Friday, October 23, 2009

Truth or Fiction? Part 2

The "sharp turn" in my reading habits coincided, quite frankly, with that fateful and blessed e-mail correspondence during which I got to know Husband... prior to his taking on the title. As it seemed more likely that we might be a good match, and as we became more and more curious about each other and this strengthening relationship, I started looking for some helpful source of unbiased advice. Unbiased, because I had obviously become a hopelessly biased person regarding him and the future of our relationship!

I found myself ordering books such as The Five Love Languages, and The Mystery of Marriage: Meditations on the Miracle. Husband would recommend a book to me, and then I would recommend one to him, and on we went, trying to read the books at the same time while I lived in California and he in Hawaii and then Washington. Our interests coalesced around books that shed light on personality and relationships, the books that tend to be misguidedly classified as "self-help" in some bookstores.

I didn't need, or I had lost interest in, the novels at that point; my own story had just gotten a lot more interesting and "real" than any of the fiction I'd read.

Then as we married, I went through a whole array of life changes: a new husband, a move to a different region, a new job, new mostly-grown stepkids, building a new house, and so on. The job I'd taken on was all-consuming and stressful. I missed my old job. I missed my old home. I missed my old surroundings. And I felt guilty for doing so. If you'd asked me what I was reading at that point, I'd have responded: "Reading? When do I have time to read?" or "Books about my new career." Reading material wasn't a personal getaway at that point, it was chosen in an attempt to survive.

So my dramatic shift into "Life, Part 2" also moved my reading tastes completely into the zone of reading for information. I now read for ideas, for inspiration, for helpful things to make my life or job better, or simply for interesting real-life information.

The novels have pretty much disappeared from the scene now.
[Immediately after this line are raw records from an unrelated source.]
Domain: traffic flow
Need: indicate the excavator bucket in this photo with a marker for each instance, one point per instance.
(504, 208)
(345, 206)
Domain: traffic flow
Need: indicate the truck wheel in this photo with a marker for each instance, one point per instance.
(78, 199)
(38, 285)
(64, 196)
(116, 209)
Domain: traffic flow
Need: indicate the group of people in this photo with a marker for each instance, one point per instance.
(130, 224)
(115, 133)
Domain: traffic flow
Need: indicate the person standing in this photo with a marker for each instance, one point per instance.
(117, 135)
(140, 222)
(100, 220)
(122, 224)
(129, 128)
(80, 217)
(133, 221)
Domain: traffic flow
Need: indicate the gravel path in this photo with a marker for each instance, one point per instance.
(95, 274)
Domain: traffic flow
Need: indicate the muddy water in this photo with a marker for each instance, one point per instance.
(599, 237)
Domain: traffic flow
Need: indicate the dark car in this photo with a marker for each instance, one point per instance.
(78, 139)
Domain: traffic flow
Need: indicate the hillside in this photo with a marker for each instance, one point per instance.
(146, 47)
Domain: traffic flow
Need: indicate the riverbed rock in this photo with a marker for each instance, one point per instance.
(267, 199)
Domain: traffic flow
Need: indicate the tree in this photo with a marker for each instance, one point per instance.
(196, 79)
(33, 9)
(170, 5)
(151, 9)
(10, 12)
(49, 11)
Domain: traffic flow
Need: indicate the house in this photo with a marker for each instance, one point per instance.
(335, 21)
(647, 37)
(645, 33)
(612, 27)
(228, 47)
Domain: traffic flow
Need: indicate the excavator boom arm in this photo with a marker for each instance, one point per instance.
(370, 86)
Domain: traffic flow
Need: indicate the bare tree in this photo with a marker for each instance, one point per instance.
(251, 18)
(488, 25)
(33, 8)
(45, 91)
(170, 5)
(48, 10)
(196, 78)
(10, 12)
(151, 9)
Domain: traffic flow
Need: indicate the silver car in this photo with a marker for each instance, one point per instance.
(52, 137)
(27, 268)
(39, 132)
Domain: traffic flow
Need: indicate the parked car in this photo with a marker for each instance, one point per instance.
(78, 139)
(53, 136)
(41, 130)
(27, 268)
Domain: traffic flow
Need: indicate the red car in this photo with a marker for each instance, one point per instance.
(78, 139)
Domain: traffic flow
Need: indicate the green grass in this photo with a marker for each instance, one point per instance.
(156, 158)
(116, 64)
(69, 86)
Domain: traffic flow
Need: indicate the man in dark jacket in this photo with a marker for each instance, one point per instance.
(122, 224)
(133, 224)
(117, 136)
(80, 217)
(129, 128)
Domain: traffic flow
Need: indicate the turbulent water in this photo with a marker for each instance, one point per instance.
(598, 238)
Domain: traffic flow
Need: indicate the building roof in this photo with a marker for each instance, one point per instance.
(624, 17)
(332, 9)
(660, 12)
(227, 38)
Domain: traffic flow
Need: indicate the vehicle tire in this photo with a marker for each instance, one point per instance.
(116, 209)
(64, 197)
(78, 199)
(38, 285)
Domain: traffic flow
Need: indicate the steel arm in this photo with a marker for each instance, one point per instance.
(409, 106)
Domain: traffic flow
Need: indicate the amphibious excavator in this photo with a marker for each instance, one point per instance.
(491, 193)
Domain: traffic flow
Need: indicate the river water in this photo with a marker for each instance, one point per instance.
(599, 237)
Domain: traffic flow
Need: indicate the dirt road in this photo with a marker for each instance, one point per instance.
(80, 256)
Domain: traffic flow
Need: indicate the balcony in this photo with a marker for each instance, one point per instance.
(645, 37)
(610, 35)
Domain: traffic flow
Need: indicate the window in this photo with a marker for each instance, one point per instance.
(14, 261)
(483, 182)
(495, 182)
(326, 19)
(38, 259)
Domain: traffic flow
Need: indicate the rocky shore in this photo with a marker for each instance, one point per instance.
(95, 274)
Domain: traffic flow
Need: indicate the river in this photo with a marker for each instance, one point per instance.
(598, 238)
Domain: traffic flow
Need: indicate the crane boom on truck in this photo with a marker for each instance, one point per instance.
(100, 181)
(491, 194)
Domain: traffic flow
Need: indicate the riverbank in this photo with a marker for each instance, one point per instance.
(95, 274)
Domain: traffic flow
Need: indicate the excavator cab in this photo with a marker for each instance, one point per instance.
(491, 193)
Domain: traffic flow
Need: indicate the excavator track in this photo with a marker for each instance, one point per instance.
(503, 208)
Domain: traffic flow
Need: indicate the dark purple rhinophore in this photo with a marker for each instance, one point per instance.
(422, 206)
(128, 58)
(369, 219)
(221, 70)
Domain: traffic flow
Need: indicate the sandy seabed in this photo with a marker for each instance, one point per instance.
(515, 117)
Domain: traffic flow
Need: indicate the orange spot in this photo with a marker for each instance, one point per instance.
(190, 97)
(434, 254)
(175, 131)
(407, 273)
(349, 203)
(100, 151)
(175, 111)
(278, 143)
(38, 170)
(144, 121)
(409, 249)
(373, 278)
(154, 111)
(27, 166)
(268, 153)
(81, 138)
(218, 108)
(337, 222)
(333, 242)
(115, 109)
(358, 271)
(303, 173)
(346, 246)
When I pick one up--such as June Bug--the one I just read by Chris Fabry--I find myself reading quickly, almost bored, annoyed by the unreality of it and impatient with the amount of time it's taking me to read something that's "just a story."
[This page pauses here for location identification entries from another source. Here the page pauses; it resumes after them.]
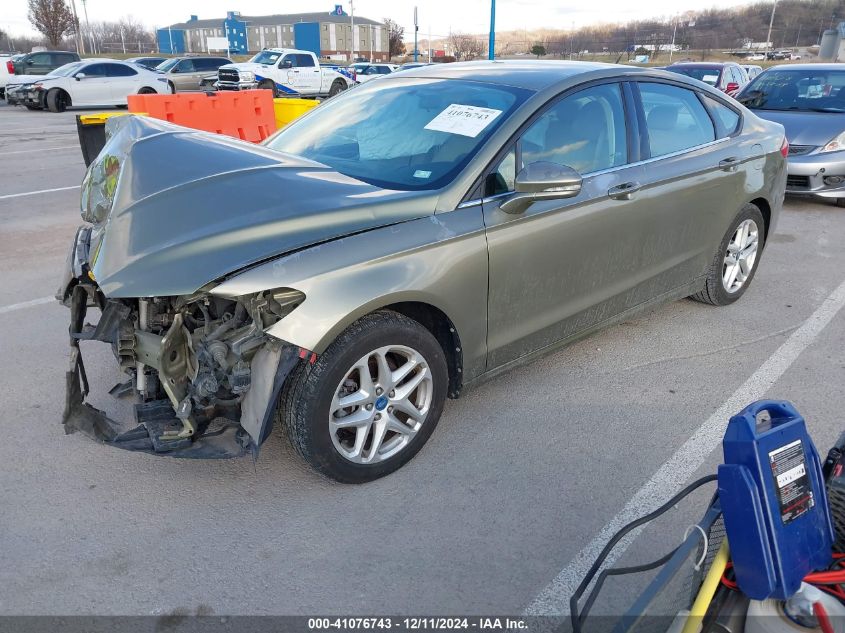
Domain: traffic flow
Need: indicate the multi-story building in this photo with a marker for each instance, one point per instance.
(327, 34)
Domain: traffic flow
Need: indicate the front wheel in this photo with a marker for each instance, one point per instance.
(736, 259)
(57, 100)
(337, 87)
(370, 401)
(269, 85)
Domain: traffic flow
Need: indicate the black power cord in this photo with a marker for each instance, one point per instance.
(578, 617)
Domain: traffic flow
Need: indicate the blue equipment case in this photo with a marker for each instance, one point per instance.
(773, 498)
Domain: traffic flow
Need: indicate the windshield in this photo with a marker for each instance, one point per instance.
(707, 75)
(65, 71)
(402, 134)
(267, 58)
(167, 65)
(796, 89)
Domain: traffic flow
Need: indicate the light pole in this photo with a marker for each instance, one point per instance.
(352, 24)
(80, 44)
(88, 26)
(771, 21)
(672, 46)
(491, 46)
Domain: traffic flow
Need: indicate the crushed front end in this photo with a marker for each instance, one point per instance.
(205, 376)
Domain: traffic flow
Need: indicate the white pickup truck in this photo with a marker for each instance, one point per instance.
(287, 72)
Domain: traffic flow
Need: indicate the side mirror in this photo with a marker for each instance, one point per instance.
(542, 181)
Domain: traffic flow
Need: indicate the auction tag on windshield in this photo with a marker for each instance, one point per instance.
(464, 120)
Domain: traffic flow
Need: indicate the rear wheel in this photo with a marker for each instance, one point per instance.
(268, 84)
(370, 401)
(57, 100)
(337, 87)
(736, 259)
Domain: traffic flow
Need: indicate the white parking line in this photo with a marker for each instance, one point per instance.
(34, 193)
(43, 149)
(671, 477)
(26, 304)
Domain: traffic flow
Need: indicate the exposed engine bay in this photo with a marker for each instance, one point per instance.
(205, 374)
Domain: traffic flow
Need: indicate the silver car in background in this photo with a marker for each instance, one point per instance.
(809, 101)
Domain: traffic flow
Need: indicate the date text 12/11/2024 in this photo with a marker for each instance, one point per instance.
(417, 623)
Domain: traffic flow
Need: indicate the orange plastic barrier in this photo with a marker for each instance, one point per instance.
(247, 114)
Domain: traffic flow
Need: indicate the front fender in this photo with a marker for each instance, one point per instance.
(437, 260)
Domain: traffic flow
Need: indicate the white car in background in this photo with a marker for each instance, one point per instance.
(91, 82)
(365, 71)
(752, 70)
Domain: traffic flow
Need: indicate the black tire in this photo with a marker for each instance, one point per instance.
(304, 407)
(268, 84)
(337, 87)
(714, 291)
(57, 100)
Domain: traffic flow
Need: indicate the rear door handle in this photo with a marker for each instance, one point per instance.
(624, 191)
(729, 164)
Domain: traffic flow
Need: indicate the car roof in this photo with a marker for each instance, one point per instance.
(819, 66)
(702, 64)
(530, 74)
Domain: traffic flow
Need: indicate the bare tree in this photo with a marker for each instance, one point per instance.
(52, 18)
(395, 33)
(466, 47)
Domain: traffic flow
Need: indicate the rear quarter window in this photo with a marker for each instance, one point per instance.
(675, 119)
(727, 119)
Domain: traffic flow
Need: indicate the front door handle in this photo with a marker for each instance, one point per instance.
(729, 164)
(625, 191)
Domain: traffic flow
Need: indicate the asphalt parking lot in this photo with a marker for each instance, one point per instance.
(499, 512)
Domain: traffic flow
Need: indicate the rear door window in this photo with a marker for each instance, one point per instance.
(675, 119)
(119, 70)
(94, 70)
(584, 130)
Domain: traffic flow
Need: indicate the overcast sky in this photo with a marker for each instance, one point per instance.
(471, 16)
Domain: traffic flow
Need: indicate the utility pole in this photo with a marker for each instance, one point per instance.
(352, 24)
(771, 21)
(80, 44)
(88, 26)
(672, 46)
(491, 46)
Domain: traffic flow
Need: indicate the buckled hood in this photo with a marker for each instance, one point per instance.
(174, 209)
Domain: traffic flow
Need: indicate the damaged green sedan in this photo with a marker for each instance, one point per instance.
(414, 236)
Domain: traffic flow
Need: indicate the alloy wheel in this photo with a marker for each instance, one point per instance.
(380, 404)
(740, 256)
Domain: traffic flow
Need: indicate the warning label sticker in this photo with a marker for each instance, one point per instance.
(791, 481)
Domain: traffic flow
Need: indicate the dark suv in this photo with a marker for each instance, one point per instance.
(43, 62)
(728, 77)
(187, 73)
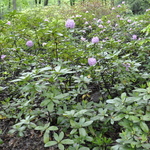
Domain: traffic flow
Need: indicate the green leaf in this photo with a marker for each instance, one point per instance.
(45, 69)
(81, 112)
(119, 117)
(56, 137)
(61, 135)
(57, 68)
(134, 119)
(146, 146)
(123, 96)
(82, 132)
(146, 117)
(1, 141)
(84, 148)
(67, 141)
(87, 123)
(50, 143)
(144, 127)
(73, 131)
(40, 128)
(52, 128)
(60, 146)
(61, 96)
(74, 124)
(50, 106)
(46, 137)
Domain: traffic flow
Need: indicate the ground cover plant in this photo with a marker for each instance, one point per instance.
(78, 80)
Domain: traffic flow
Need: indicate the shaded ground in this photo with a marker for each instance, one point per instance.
(31, 141)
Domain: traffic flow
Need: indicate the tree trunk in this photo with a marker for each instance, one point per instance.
(14, 5)
(45, 2)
I know, I've become a pitiful creature.

But in moving from fiction to nonfiction, my reading tastes have mirrored my life needs. And it's all okay. I'm reading books about physical health, about emotionally warped churches, and about leadership, about denominational history, and about how to hear God's voice. In fact, the latter has been my most recent, in the form of The Sacred Echo by Margaret Feinberg, an author and speaker I learned of in the final issue of "Today's Christian Woman," a magazine that has just gone defunct. I love the book. (I'd love to hear Feinberg speak.) I'll review it here when I'm done.

So what will "Life, Part 3" bring in terms of life changes and literary shifts? Who can tell? God often chooses not to draw back the merciful veil until we have quite unwittingly stepped a ways beyond it. The good news is, there will be good books to read in "Life, Part 3, as well. I am confident of that.

I'd be interested in your comments reflecting on what you're reading right now, and whether you, too, have seen your genres shift over time. Do tell.

2 comments:

  1. I can't tell you the name of what I am reading because I can't remember, and the book is over at daughter's house. It explores early Christianity and will come to non-orthodox conclusions.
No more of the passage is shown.